Gotrade News - Indonesia's Statistics Agency (BPS) reported a March 2026 trade surplus of USD 3.32 billion, extending a 71-month streak of monthly surpluses since May 2020. The headline looks healthy, yet the import side is moving faster than exports.
For the first quarter of 2026, the cumulative surplus stood at USD 5.55 billion based on BPS data. The mix beneath that number reveals how much Southeast Asia's largest economy still leans on Chinese supply chains.
Key Takeaways
- Indonesia's Q1 2026 imports rose 10.05% YoY to USD 61.30 billion, while exports edged up only 0.34%.
- China supplied 41.56% of non-oil imports, pushing Indonesia's bilateral deficit with Beijing to USD 5.52 billion.
- Plastic imports reached USD 2.55 billion in Q1, with 34.79% sourced from China amid global price pressure.
Q1 2026 exports totaled USD 66.85 billion, growing just 0.34% year-over-year. BPS noted the processing industry was the bright spot with a 3.96% expansion.
Imports told a different story, climbing 10.05% YoY to USD 61.30 billion over the same period. Non-oil imports alone surged 12.16% to USD 52.97 billion, according to BPS Deputy Ateng Hartono.
Capital goods led the rise with a sharp 24.02% jump to USD 12.98 billion. The pickup signals stronger domestic investment activity at the start of the year.

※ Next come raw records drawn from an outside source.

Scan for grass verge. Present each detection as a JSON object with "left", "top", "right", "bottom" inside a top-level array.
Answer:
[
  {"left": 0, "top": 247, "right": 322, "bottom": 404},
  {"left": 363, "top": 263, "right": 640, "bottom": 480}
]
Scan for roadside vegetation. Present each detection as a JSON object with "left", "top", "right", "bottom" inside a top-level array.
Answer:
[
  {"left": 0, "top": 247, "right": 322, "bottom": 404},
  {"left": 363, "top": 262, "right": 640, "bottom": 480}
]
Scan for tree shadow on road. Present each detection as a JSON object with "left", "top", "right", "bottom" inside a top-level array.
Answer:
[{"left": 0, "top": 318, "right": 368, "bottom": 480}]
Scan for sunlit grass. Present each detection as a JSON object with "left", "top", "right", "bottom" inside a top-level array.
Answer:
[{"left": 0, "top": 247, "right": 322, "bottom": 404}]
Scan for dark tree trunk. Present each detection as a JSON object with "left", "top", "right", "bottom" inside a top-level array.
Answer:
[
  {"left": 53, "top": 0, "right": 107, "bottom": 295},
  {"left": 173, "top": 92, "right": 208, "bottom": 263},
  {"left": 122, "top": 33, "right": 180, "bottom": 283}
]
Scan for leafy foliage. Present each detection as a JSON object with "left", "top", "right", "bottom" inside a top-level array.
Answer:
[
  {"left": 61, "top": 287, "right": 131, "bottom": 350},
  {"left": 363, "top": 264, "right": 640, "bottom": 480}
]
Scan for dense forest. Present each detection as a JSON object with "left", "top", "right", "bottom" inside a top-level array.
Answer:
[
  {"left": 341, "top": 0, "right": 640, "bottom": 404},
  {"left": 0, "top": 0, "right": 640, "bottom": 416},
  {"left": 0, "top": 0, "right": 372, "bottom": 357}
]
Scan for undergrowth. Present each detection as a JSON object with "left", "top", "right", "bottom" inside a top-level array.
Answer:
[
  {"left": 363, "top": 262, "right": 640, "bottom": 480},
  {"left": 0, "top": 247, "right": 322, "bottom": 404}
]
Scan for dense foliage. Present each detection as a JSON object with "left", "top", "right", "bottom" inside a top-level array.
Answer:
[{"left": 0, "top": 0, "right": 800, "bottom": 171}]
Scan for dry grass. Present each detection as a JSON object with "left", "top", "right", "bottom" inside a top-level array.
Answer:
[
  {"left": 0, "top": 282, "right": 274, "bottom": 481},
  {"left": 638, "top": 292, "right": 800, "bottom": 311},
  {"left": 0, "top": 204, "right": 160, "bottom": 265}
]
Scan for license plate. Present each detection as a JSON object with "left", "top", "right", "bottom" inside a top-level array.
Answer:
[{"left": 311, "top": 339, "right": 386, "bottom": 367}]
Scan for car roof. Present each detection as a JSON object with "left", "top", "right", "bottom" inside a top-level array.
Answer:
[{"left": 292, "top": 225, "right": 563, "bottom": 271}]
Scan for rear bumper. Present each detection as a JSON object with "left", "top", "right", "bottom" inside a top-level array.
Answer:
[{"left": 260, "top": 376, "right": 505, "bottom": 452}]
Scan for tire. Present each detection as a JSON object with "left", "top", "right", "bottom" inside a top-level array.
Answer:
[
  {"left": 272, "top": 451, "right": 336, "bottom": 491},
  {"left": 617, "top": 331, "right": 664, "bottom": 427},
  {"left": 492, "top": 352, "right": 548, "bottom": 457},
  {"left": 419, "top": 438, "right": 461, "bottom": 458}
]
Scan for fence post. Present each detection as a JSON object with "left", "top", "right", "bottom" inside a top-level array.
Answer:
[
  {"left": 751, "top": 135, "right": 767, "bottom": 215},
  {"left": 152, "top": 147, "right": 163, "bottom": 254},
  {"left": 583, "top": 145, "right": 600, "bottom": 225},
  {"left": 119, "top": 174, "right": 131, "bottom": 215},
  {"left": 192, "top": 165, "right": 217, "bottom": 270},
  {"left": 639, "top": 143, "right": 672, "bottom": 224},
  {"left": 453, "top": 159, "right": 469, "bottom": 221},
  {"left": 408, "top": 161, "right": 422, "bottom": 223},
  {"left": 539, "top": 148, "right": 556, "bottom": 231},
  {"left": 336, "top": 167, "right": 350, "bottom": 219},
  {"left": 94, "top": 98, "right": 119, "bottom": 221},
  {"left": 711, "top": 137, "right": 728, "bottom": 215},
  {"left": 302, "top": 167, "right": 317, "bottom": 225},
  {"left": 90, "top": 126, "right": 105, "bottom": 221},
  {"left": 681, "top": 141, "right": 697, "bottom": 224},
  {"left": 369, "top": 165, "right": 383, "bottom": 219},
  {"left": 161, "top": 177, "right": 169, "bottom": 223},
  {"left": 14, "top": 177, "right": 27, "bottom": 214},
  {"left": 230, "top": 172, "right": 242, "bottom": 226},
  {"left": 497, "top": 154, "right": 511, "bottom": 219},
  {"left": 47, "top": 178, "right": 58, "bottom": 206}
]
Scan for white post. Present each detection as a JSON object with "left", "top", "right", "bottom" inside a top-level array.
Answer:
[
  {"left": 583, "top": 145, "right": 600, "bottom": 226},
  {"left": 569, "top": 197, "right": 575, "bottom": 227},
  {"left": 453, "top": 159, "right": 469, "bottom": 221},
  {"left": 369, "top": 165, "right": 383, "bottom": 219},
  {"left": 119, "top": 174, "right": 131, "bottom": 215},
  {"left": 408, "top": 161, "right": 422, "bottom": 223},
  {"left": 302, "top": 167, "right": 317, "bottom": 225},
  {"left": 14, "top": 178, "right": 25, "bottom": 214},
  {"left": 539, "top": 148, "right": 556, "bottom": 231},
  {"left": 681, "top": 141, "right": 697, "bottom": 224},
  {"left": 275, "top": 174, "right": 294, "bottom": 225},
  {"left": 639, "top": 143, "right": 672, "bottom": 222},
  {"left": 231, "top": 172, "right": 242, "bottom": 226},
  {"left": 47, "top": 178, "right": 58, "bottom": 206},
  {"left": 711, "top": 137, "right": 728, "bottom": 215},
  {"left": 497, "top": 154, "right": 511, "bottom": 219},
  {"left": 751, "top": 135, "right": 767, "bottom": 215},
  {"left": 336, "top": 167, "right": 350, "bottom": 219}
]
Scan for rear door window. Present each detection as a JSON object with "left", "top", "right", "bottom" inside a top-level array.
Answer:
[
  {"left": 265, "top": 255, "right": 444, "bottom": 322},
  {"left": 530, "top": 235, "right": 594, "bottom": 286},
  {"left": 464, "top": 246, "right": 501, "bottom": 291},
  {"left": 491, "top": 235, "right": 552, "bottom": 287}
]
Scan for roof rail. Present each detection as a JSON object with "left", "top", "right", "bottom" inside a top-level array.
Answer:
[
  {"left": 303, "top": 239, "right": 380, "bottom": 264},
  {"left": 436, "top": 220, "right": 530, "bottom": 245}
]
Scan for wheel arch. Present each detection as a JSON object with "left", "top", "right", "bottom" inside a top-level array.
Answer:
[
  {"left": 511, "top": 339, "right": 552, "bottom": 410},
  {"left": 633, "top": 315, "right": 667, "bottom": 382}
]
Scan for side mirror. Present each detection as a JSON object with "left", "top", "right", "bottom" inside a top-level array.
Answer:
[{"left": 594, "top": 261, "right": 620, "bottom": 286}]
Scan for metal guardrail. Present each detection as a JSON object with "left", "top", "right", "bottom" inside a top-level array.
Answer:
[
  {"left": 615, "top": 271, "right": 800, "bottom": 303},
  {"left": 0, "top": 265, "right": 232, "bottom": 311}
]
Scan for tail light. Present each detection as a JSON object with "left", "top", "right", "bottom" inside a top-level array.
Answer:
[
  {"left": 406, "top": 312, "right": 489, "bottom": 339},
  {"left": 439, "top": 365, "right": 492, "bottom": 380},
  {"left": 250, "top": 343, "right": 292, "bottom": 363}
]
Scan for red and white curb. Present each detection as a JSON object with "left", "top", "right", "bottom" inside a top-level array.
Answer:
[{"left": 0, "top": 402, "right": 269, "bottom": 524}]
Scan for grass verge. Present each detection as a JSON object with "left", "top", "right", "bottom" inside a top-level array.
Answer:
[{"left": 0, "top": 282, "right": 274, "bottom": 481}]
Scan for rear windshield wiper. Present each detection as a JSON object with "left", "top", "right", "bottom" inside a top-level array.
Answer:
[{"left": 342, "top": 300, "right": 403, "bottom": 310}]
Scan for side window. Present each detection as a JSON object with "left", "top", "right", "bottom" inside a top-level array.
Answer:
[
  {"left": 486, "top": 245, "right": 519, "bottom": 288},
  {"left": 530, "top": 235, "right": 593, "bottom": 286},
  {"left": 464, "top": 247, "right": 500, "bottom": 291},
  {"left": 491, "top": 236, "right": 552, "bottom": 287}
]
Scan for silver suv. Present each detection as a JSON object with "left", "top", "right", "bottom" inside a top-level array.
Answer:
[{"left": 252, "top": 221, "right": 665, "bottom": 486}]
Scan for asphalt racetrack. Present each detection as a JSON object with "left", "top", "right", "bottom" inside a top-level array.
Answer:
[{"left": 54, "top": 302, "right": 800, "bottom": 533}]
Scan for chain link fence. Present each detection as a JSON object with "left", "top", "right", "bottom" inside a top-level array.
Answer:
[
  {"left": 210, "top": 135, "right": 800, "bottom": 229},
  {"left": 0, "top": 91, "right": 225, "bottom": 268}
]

The oil and gas segment continued to drag, posting a USD 5.08 billion deficit in Q1. That offset the USD 10.63 billion non-oil surplus and tempered the overall trade gain.
China Cements Its Position as Top Supplier
China remained Indonesia's largest import partner with USD 22.02 billion in Q1 2026 shipments. That share equals 41.56% of all non-oil imports flowing into the archipelago.
Together with Australia and Japan, the trio accounted for 52.97% of Indonesia's non-oil imports. The concentration highlights how dependent local manufacturing has become on Asia-Pacific suppliers.
The top categories from China were mechanical machinery (23.18%), electrical machinery (22.20%), and vehicles plus parts (5.49%). These are the inputs Indonesian factories need to keep producing finished goods for domestic and export markets.
As a result, Indonesia's bilateral trade deficit with China widened to USD 5.52 billion in Q1 2026. That is up from a USD 5.23 billion gap recorded in the January-February window.
Plastic Imports Highlight Raw Material Reliance
Plastic and plastic products stood out as a watch-item commodity. The category drew USD 2.55 billion (about IDR 44.11 trillion) of imports during Q1 2026.
Volume reached 1.65 million tons, growing 7.42% YoY according to BPS figures. March alone saw a 14.96% monthly drop to USD 338.1 million in plastic import value.
China supplied 34.79% of Indonesia's plastic needs, ahead of Singapore at 12.35% and Thailand at 11.65%. Geopolitical tension in the Middle East has lifted global plastic prices, adding cost pressure for downstream buyers.
For investors tracking Asian trade flows, the data points to ongoing input-cost sensitivity for Indonesian manufacturers, packagers, and automakers. Currency moves and commodity prices will continue to shape margin outcomes for these sectors.